Pierre-Laurent Aimard (piano)
Orchestre philharmonique de Radio France, Roberto Abbado (direction)


Après la double défection de Krivine et Andsnes à l’Orchestre national la semaine passée (voir ici), c’est décidément la saison des remplacements: le jeune chef finlandais Mikko Franck, qui s’était déjà illustré avec l’Orchestre philharmonique de Radio France (voir ici), a ainsi laissé la place à Roberto Abbado, le neveu de Claudio.


Celui-ci, s’il a maintenu le reste du programme, a toutefois substitué à l’Adagio céleste de Rautavaara une partition de Fabio Vacchi (né en 1949): Dai calanchi di Sabbiuno (1995), s’inscrit dans un ensemble d’œuvres marquant le cinquantième anniversaire de la résistance italienne durant la Seconde Guerre mondiale. A l’image de Martinu dans son Mémorial à Lidice, le compositeur italien évoque le sort de quarante partisans du village de Sabbiuno, assassinés par les troupes allemandes, dont les corps furent ensuite jetés dans des calanche (fossés ou tranchées). Originellement destinée à cinq instruments (flûte, clarinette basse, violon, violoncelle et cloche), cette brève élégie (sept minutes) a connu une version pour grand orchestre (1997), réalisée à la demande de Claudio Abbado, puis une version pour orchestre de chambre (1998). C’est cette dernière qui était donnée ici: dans une atmosphère sombre sans être pesante, discrètement rythmée par la cloche et la grosse caisse, elle traduit sobrement le contexte historique par un lyrisme diffus résultant d’une écriture à base de petites touches, qui procède par tuilages successifs.
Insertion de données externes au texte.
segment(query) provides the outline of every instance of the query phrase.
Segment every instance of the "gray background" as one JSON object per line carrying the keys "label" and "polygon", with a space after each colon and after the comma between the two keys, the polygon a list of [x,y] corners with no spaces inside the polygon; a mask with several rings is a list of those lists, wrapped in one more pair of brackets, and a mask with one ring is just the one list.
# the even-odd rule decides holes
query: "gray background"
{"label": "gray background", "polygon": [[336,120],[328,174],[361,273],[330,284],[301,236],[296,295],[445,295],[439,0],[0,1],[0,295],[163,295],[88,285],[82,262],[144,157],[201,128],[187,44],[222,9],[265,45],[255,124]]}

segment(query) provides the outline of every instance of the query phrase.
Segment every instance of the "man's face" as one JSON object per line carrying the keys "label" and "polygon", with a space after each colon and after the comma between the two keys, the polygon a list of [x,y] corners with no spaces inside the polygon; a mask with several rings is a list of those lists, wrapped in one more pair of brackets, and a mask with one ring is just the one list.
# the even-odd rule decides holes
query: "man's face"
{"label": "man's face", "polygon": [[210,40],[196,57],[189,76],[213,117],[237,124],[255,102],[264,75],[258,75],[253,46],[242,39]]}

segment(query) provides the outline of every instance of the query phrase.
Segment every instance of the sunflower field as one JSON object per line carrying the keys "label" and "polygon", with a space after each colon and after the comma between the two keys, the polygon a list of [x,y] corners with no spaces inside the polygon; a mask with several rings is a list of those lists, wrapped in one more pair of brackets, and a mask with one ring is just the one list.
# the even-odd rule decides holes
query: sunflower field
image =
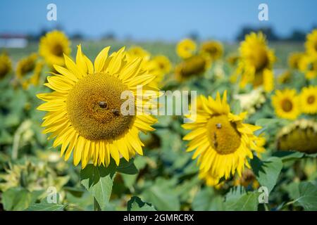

Sur le papier, le Troisième concerto pour piano (1802) était en de bonnes mains: non seulement l’orchestre l’a interprété tout récemment, à l’occasion de la finale du Concours Long-Thibaud (voir ici), mais surtout, le soliste en était Pierre-Laurent Aimard, qui a gravé sous la direction de Harnoncourt une intégrale des cinq concertos auréolée d’une flatteuse réputation et qui vient en outre de donner le Deuxième concerto à Baden-Baden (voir ici). Mêlant objectivité et fantaisie, sa lecture de l’Allegro con brio, assez retenu (dix-huit minutes), déroute quelque peu, soigneusement articulée tout en ménageant l’expression, le rubato mais aussi d’imprévisibles coups de boutoir. Plus libre et rhapsodique dans l’Adagio, le pianiste français rend justice à la concentration du discours, tandis qu’il restitue parfaitement l’élan rythmique et les rebonds du Rondo final. Optant pour un accompagnement plus univoque mais efficace, Roberto Abbado propose un accompagnement tout sauf effacé, servi par une belle cohésion d’ensemble, dans un esprit dramatique et contrasté, aux accents fortement marqués.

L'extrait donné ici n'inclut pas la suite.